The hearing drew representatives from the Tulane Environmental Law Clinic, the Louisiana Bucket Brigade and other groups, but also had a big show of support for Nucor.
Dressed in their overalls, employees filled the front aisles of parish council chambers inside the courthouse.
Calvin Hart, the plant’s general manager, Gramercy Mayor Steven Nosacka and others were among those applying for the permit.
Nucor has been a stable employer of more than 250 people, a major taxpayer in St. James and a supporter of the community, including training programs for local workers, they said.
Company officials point out that their own air modeling found that even high sulfur and other emissions would not increase background air to levels the state deems harmful to the environment. environment or the public.
Mobile twenty-four-hour air tests by DEQ in May and June confirmed the conclusion that air emissions were not a risk, Nucor officials said.
In a statement Saturday, a company spokeswoman added that the new air permit limits only reflect potential emissions, not actual emissions.
“This conservative approach using potential emissions demonstrates that even in the worst-case scenario, emissions from the Nucor DRI facility do not exceed allowable emission rates and concentrations,” spokeswoman Katherine Miller said.
The permit changes would also cut particulate pollution limits by more than a third to nearly half, according to regulatory documents.
But environmentalists and local activists argue the mobile monitoring was too brief to be conclusive and have long criticized the state’s toxic air standards as old and too loose for chronic, lifelong exposure.

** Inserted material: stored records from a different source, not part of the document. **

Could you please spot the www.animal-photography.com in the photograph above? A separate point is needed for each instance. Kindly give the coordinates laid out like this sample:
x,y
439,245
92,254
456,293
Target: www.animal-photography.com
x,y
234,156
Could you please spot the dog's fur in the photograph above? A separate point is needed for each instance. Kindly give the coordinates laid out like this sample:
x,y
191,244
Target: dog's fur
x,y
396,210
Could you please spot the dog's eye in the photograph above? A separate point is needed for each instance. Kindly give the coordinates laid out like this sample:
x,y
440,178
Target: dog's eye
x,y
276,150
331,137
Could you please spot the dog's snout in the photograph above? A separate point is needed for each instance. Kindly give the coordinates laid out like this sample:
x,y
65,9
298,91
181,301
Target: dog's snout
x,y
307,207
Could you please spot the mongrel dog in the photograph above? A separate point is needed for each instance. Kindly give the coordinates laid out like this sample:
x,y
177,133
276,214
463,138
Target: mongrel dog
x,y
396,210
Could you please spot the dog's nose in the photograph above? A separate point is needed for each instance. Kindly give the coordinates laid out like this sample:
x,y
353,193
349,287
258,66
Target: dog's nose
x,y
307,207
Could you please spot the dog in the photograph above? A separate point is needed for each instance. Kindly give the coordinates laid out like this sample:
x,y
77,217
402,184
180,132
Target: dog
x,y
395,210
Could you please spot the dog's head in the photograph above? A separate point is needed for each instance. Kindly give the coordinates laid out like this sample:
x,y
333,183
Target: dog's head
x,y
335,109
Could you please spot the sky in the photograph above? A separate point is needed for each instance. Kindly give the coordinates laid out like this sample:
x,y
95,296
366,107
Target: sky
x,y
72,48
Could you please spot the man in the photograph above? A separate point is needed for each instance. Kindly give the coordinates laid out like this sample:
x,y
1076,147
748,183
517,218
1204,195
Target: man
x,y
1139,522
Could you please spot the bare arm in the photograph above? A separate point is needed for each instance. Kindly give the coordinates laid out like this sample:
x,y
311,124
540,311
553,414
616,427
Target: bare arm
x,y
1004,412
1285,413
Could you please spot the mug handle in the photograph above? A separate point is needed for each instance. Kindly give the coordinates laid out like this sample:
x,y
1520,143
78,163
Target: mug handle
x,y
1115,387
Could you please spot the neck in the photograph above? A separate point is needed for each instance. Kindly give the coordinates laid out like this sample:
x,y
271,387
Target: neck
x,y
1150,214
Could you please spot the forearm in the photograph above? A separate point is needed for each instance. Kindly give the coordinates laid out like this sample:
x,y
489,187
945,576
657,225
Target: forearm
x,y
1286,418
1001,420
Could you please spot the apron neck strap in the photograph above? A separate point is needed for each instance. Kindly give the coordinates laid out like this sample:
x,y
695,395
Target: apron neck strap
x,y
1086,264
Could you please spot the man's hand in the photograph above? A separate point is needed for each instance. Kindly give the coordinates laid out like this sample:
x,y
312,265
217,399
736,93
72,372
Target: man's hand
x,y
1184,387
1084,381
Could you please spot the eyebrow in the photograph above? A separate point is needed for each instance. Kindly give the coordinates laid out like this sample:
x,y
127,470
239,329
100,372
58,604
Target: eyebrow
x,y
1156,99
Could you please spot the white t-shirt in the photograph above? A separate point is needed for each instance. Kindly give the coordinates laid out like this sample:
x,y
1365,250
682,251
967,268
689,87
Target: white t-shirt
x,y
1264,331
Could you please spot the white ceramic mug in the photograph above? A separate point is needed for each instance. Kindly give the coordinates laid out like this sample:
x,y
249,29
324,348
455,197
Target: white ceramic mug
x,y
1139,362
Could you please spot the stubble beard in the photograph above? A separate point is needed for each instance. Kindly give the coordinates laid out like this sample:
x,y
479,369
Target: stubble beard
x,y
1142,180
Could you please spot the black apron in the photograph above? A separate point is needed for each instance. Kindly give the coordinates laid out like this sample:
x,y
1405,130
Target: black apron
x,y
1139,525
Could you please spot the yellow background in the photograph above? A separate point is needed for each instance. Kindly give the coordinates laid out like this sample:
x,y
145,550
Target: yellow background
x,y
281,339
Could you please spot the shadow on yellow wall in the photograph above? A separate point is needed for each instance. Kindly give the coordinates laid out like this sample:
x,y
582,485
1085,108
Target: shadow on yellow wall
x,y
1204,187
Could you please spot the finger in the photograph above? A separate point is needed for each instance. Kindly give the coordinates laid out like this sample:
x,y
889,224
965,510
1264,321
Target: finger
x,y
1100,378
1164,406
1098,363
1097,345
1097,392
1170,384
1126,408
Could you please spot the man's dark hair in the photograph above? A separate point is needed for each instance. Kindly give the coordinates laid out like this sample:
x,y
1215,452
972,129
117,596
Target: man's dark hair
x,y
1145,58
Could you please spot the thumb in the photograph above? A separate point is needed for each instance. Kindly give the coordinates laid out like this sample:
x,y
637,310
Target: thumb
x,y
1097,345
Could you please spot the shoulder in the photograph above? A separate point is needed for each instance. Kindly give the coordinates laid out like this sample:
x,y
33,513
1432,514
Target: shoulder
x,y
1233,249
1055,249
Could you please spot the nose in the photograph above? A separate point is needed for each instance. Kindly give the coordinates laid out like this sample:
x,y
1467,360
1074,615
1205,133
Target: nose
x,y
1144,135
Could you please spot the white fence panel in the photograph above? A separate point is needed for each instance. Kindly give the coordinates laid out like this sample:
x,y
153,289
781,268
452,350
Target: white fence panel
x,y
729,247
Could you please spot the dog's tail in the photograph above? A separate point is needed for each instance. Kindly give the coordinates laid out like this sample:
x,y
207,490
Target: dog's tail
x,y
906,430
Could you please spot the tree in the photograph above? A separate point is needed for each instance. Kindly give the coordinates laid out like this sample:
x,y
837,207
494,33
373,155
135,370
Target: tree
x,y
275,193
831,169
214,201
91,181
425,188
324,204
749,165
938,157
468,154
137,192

When asked last week, DEQ officials declined to say how the EPA violations would affect Nucor’s permitting process.
“We don’t comment on specific permit decisions until a final decision has been made on the application,” spokesman Greg Langley said.
Langley pointed out that the permit incorporates Nucor’s final design and test results, accounts for previously underestimated emissions and strengthens record keeping to detect any violations.
The DEQ was also part of the process for issuing the EPA’s new violations, which Langley says address air exceedances that were not part of the state’s previous actions.
Spending over $400,000 to figure out why the air violations were happening, Nucor made some fixes, including a reluctant safety valve, and added a continuous monitor for hydrogen sulfide.
At bottom, however, the problem is with iron ore, which naturally has varying concentrations of sulfur, and the company’s difficulties in removing that sulfur from the waste gas, according to company officials.
Internal fixes attempted in 2021 caused significant outages and pressure swings that put “security or our team … at risk.” In permit documents, Nucor concluded that attempted internal repairs were “technically impractical” for its type of steel plant.
Instead, Nucor plans to rely on improved internal process control and an existing sulfur removal system.
Company executives had told DEQ in November 2019 that the system was not large enough to process iron ore with the highest sulfur concentrations; but, in a statement, Nucor officials said their combined changes met federal pollution control standards and would reduce sulfur emissions by more than 90%.
DEQ will accept comments on the Nucor permit until Monday, November 21.